Spot on for me. Doesn't drone. Quite a classy sound really.

Won't be loud enough for some but I am definitely not changing it.


----------



## StreetRunner (Feb 14, 2015)

That's what I am after, a nice classy sound!

Cheers


----------



## cormeist (Jan 2, 2013)

Congrats dude! whats the Spec of the motor?

Nice photos, The colour in those photos really make the Bayside blue dark, Am I not the only one that thinks this?? must be the camera.


----------



## GTRSTILL (Jul 27, 2006)

Thanks. I think it's the iPhone software. It's definitely lighter.

As for engine. Who knows. It has HKS GT-SS turbos but I am going to ask bob to inspect the plugs, compression test the engine and have a look at the colour of the sump gasket sealant. I expect its bog standard which is what I wanted.

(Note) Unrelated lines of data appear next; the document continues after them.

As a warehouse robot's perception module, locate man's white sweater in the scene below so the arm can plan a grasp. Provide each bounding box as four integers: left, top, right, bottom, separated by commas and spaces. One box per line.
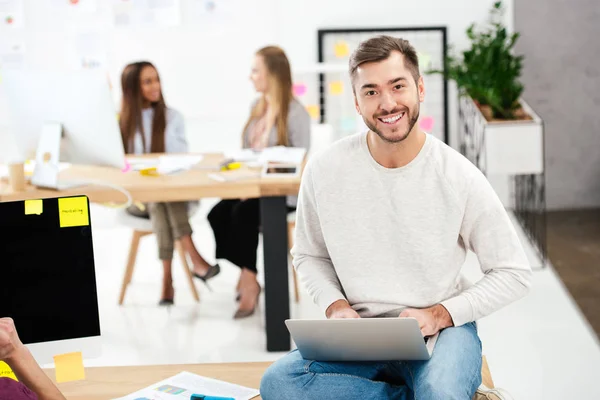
292, 132, 531, 326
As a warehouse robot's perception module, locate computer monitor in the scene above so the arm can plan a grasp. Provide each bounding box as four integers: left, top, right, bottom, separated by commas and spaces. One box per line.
0, 196, 101, 364
2, 69, 125, 169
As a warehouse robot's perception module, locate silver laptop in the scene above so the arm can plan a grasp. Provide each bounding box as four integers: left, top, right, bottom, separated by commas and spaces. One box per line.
285, 318, 438, 361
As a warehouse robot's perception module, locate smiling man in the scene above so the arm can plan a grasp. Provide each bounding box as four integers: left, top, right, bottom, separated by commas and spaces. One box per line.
261, 36, 531, 400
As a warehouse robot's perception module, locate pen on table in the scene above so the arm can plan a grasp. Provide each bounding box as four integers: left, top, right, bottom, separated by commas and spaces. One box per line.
190, 394, 235, 400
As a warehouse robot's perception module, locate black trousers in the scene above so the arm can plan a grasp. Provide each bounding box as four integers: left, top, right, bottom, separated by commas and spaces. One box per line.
208, 199, 294, 272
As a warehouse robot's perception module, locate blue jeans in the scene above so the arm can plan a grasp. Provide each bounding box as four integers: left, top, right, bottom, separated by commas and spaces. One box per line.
260, 322, 481, 400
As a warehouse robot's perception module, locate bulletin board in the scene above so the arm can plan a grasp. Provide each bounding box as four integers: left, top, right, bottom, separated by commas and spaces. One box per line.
318, 27, 449, 143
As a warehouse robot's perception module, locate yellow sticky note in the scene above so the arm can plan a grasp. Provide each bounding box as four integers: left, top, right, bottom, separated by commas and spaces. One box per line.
58, 196, 90, 228
54, 351, 85, 383
306, 104, 320, 119
333, 40, 350, 58
25, 199, 44, 215
0, 361, 18, 381
329, 81, 344, 96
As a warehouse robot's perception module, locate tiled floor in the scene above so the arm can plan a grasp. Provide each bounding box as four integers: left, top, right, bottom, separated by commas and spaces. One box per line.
547, 209, 600, 337
64, 200, 600, 400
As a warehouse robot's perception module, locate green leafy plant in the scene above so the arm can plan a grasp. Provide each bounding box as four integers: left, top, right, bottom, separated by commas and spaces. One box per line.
428, 1, 523, 119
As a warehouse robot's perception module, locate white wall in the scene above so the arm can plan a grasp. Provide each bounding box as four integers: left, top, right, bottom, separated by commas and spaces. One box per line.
0, 0, 513, 155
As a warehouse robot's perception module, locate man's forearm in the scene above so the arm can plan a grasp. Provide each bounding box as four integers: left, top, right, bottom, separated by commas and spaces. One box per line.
5, 346, 65, 400
431, 304, 454, 330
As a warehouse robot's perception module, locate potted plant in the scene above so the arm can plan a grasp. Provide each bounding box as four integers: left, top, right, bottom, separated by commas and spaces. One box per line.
426, 1, 543, 188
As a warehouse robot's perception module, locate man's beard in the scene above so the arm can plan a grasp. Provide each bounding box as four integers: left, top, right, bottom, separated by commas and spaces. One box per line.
363, 103, 420, 143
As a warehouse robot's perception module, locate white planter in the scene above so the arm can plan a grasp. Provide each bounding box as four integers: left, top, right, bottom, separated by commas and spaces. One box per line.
459, 96, 544, 208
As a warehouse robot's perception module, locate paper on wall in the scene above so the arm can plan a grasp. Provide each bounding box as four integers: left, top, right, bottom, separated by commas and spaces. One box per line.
0, 0, 25, 28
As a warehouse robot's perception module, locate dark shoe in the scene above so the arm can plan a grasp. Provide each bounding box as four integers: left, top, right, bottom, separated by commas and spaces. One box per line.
233, 286, 262, 319
158, 289, 175, 306
192, 264, 221, 291
158, 299, 175, 306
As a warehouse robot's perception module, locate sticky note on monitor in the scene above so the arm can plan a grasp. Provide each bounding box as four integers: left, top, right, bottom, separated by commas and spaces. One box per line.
25, 199, 44, 215
0, 361, 18, 381
333, 40, 350, 58
58, 196, 90, 228
329, 81, 344, 96
54, 351, 85, 383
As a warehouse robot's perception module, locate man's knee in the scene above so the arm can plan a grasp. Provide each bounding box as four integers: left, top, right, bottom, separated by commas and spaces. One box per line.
415, 381, 477, 400
260, 352, 306, 400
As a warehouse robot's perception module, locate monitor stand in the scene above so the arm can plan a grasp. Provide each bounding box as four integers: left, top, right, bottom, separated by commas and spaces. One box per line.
31, 122, 84, 190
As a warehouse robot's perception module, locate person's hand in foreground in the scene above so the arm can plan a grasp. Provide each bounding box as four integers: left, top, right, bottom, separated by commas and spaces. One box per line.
325, 300, 360, 319
0, 318, 65, 400
399, 304, 454, 336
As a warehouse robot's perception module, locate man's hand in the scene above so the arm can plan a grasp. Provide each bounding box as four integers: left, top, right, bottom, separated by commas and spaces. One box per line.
0, 318, 23, 361
325, 300, 360, 319
400, 304, 454, 336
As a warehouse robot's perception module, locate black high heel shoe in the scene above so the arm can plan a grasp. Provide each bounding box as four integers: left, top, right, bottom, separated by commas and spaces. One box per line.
158, 289, 175, 307
192, 264, 221, 291
233, 285, 262, 319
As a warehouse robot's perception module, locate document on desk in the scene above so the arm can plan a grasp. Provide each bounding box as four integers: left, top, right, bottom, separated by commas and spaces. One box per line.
127, 155, 203, 175
113, 371, 260, 400
259, 146, 306, 165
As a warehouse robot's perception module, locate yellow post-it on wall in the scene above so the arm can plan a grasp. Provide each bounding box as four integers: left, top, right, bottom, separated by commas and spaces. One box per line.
0, 361, 18, 381
333, 40, 350, 58
25, 199, 44, 215
306, 104, 320, 119
329, 81, 344, 96
58, 196, 90, 228
54, 351, 85, 383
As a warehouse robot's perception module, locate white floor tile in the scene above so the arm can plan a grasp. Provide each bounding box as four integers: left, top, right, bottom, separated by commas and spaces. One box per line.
72, 200, 600, 400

It wasn't boosting until 4.5k but the boost controller was off. It was very lethargic but I wasn't going to rev the nuts off it. As I keep saying, for two years I have been used to the torque of the GTR and it doesn't help that my daily is a remapped TDI Toureg (prob 500 ft lbs). Once Bob has had a bloody good nosey I will work out what next. Likely it's going to be to make sure the ignition and fueling is renewed / refreshed... Then put the EVC In the bin and Steve S to fit and map it with a Haltech. 

Probably that is what I will do. 500 crank hp and a decent torque curve would be the goal.


----------



## GTRSTILL (Jul 27, 2006)

Quickie.... I am going for underseal to be a dark grey colour. I think it will look much cleaner against the Bayside Blue and also should make spotting any issues early easier.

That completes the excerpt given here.